For those libertarians who advocate a minimal to nonexistent state based on natural rights, responding to Burczak is easy: Your system would violate people’s freedoms, and that is bad, no matter the consequences. But that response forecloses such libertarians from persuading someone like Burczak—or almost any other social scientist who judges policies and institutions by how well they perform and not by abstract rights—to become more libertarian. Although Hayek himself wasn’t always radical in his views, you can use Hayekian insights to make the case for a very radical libertarian vision.

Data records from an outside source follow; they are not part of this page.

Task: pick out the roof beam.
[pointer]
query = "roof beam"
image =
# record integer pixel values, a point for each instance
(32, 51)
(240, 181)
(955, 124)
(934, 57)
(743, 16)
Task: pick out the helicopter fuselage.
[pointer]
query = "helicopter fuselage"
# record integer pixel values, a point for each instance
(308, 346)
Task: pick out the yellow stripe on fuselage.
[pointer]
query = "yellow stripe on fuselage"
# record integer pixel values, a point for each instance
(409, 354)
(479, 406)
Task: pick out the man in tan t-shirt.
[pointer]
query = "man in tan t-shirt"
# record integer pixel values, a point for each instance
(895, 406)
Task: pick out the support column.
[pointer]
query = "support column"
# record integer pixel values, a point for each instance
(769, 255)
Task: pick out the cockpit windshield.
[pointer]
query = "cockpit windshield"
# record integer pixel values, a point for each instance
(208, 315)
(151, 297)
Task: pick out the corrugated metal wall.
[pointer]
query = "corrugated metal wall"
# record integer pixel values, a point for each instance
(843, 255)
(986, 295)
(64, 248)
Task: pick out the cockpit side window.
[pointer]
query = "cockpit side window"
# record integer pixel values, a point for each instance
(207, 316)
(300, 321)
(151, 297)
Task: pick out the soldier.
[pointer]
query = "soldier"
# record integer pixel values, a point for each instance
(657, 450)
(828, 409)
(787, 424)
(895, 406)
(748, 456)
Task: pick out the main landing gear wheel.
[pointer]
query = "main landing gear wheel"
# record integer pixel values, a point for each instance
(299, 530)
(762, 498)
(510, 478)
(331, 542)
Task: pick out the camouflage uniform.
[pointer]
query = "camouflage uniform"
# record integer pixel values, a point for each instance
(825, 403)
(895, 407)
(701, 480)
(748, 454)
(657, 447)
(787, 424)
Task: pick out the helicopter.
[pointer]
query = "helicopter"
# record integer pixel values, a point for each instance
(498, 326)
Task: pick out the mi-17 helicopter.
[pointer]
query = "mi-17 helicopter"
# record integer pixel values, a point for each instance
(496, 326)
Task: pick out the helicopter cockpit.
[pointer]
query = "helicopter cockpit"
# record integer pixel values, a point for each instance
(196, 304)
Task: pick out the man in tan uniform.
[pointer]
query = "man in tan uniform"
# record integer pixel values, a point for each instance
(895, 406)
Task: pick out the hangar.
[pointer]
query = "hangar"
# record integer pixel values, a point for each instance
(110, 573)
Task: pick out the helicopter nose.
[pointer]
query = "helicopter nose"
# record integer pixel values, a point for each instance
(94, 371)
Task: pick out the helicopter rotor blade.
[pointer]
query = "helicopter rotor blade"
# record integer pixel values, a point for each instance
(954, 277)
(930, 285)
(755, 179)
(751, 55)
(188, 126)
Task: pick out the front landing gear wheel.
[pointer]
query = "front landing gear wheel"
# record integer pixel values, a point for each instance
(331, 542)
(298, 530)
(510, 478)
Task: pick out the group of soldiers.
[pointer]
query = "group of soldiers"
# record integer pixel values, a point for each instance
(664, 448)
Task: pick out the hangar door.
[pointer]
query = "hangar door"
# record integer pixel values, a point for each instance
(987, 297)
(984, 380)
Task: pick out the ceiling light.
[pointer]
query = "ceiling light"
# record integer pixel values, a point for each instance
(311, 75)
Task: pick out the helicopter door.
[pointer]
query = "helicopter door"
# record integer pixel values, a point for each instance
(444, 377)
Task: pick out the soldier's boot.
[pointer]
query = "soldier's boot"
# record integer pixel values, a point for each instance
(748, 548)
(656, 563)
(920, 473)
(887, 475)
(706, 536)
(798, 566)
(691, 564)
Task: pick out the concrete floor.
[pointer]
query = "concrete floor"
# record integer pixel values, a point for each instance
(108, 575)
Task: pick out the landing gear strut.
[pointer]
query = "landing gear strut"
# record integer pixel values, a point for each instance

One question a Hayekian might ask is whether the democratic state can actually achieve the outcomes required by the capabilities approach. Is the state really better than civil society at improving the nutrition, health care, or housing of a population? Burczak spends little time confronting concerns about whether self-interested political actors can produce the outcomes they promise. After all, we have already put into place a number of programs designed to do some of that work. Their track record is mixed at best: Although public schools, for example, were intended to make education accessible to everyone, the worst ones are often found in inner cities and rural areas, replicating the very inequities that public education was supposed to reduce.
If Burczak is a bellwether, his book suggests the debate over markets vs. socialism will become more and more empirical. Do unconstrained markets produce outcomes for the least well-off that are at least as good as could be produced under other economic systems? Can political processes achieve the goals that critics of markets would like? Looking again to schools, it’s telling that vouchers and other alternative educational arrangements tend to be popular among the inner-city poor—and, when put in place, have had more success than traditional public schools in improving outcomes for that same group. Similarly, the deregulation of the telecommunications market has brought cheap and portable voice and data communications to millions of poor Americans, making their lives more “choiceworthy” by increasing their connectedness to the rest of the world.
In some sense, these have always been the questions at the center of the grand debates in political economy, but for most of the 20th century the ground staked out by socialists was much farther away from the ground free marketeers defended. The continued narrowing of that gap reflects the success of Mises, Hayek, and many economists and activists who followed them. Even those who now call themselves socialists admit, not always happily, that markets generally outperform planning, arguing simply that there are exceptions (medical care and the environment, among others) that require intervention. For most of the 20th century, this general acceptance of the market would have made them nonsocialists by definition. No one was going to the barricades in order to subsidize health insurance and hybrid cars. With Burczak’s book, the gap narrows even more, as his accurate and respectful treatment of Hayek produces a post-Hayekian socialism that is not all that far from a free market—and that opens up the possibility of fruitful new debates in the future.
Steven Horwitz , the author of Microfoundations and Macroeconomics: An Austrian Perspective (Routledge), teaches economics at St. Lawrence University. He is writing a book on classical liberalism and the family.